Feature Article |
Drew Gilpin Faust and the Incredible Shrinking Harvard
By Richard Bradley
Faust has groused to associates that she is not happy about the amount of time she must now devote to financial matters. Even though she is said to have delegated most of the economic oversight to executive vice president for finance Ed Forst, she has been meeting with deans and department heads to discuss their new budgets, instructing them to plan for 15 percent cuts. And however diligently she ducks the media, she is inevitably the public face of the university's hardships. Sometimes, it seems as if she's straining to change the subject. Recently Faust sent a mass e-mail to alums in praise of some students who spent their spring break volunteering, not usually the type of thing meriting a presidential missive. "It's been tough on her," says one
colleague. "She's been beaten up a lot."
This spring Harvard offered early retirement to some 500 FAS staffers. Only about 150 accepted, which means the university will likely have to fire people—probably in the summer, to minimize bad press and potential commencement protests. A campus group calling itself the Student Labor Action Movement (S.L.A.M.) has taken to parodying a pro-environment slogan Faust has been pushing: The president's "Green is the new Crimson" has become "Greed is the new Crimson." In April members of S.L.A.M. loudly interrupted Faust's lunch in a house dining hall and presented her with a T-shirt bearing their mantra. She's not unsympathetic to such passions; as an undergraduate herself at Bryn Mawr, Faust traveled to Alabama on a civil rights protest. But it was the latest sign that her honeymoon is over.

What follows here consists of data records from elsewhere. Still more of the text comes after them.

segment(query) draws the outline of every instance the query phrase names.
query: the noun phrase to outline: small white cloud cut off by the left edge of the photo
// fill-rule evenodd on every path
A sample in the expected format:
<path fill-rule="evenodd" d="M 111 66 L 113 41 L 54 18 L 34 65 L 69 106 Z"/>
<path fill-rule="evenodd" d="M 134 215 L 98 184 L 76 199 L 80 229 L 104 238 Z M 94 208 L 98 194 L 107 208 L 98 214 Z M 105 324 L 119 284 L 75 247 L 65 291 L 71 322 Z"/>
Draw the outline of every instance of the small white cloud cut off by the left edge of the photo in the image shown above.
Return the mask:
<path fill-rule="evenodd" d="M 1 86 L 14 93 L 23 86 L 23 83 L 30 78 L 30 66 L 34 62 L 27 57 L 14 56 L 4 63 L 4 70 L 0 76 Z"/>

Increasingly, money dominates the Harvard conversation. On April 14, FAS dean Mike Smith, a Faust appointee, held an open meeting in a packed Sanders auditorium. Sitting on a stool and occasionally tapping on a laptop, he delivered alarming news: Despite efforts to close the budget gap, FAS was facing an ongoing annual $220 million deficit. And by the 2011 fiscal year, the university would be cutting FAS's annual infusion of endowment cash by $125 million.
There were no more inefficiencies, Smith said, no loose dollars here and there. "It is extremely important for us to think deeply about how we not only resize our activities...[but] to really start thinking about reshaping these activities."
The "reshaping" is already more dramatic than the word suggests. The career services office is talking about closing for a month in the summer; other offices are expected to take similar furloughs. The library system, its budget pared by 31 percent, is cutting back on hours and book purchases, and the Quad Library is closing altogether. The college's "January term," part of a much-ballyhooed new curriculum, is now dead. Harvard has already halted the hiring of junior faculty and announced an early retirement program for tenured professors, and for the first time ever is considering laying off tenured professors. Funds for housemasters are being slashed by one-fourth, and even the hot breakfasts the houses served on weekdays are out. Meanwhile, idled cranes bow over the pit in Allston, as if in mourning.
"The grumbling" of faculty discontent "is growing louder, no longer whispered but said in front of strangers," one professor e-mailed me. The faculty worries that the low-key style that was once seen as a welcome change is actually a sign that Faust was unprepared for the job and is now in over her head.
"Everybody says they like her," this professor wrote, "but she doesn't know anything."
In the midst of its economic pain lies an opportunity for Harvard. It can reconsider itself, restate its core values. It can conduct the kind of soul-searching that should have been sparked by Larry Summers—intentionally or not—but was lost in the mad rush to oust him.
"If Harvard is honest," says one high-powered alum active in university affairs, "we'll say, ‘We want a sustainable, long-term, top-notch university. And we can't be all things to all people. What we can do is excel, and that means we have to live within our means.'"
Drew Faust just might be an ideal president to steer that university, a president comfortable with humility, one whose professional ambitions have always been tempered by intractable circumstance. A chastened Harvard could be well led by a woman who has never allowed herself to indulge in illusions of grandeur. But first, she will have to provide that clear leadership.
At Dudley House that day, one of the graduate students asked Faust a question about the impact of budget cuts. He prefaced it by thanking her, saying, "We all know you didn't sign up for this."
Her face carefully expressionless, Faust didn't acknowledge the sentiment. Nor, particularly, did she answer the question.
RICHARD BRADLEY is editor in chief of Worth and the author of Harvard Rules: The Struggle for the Soul of the World's Most Powerful University.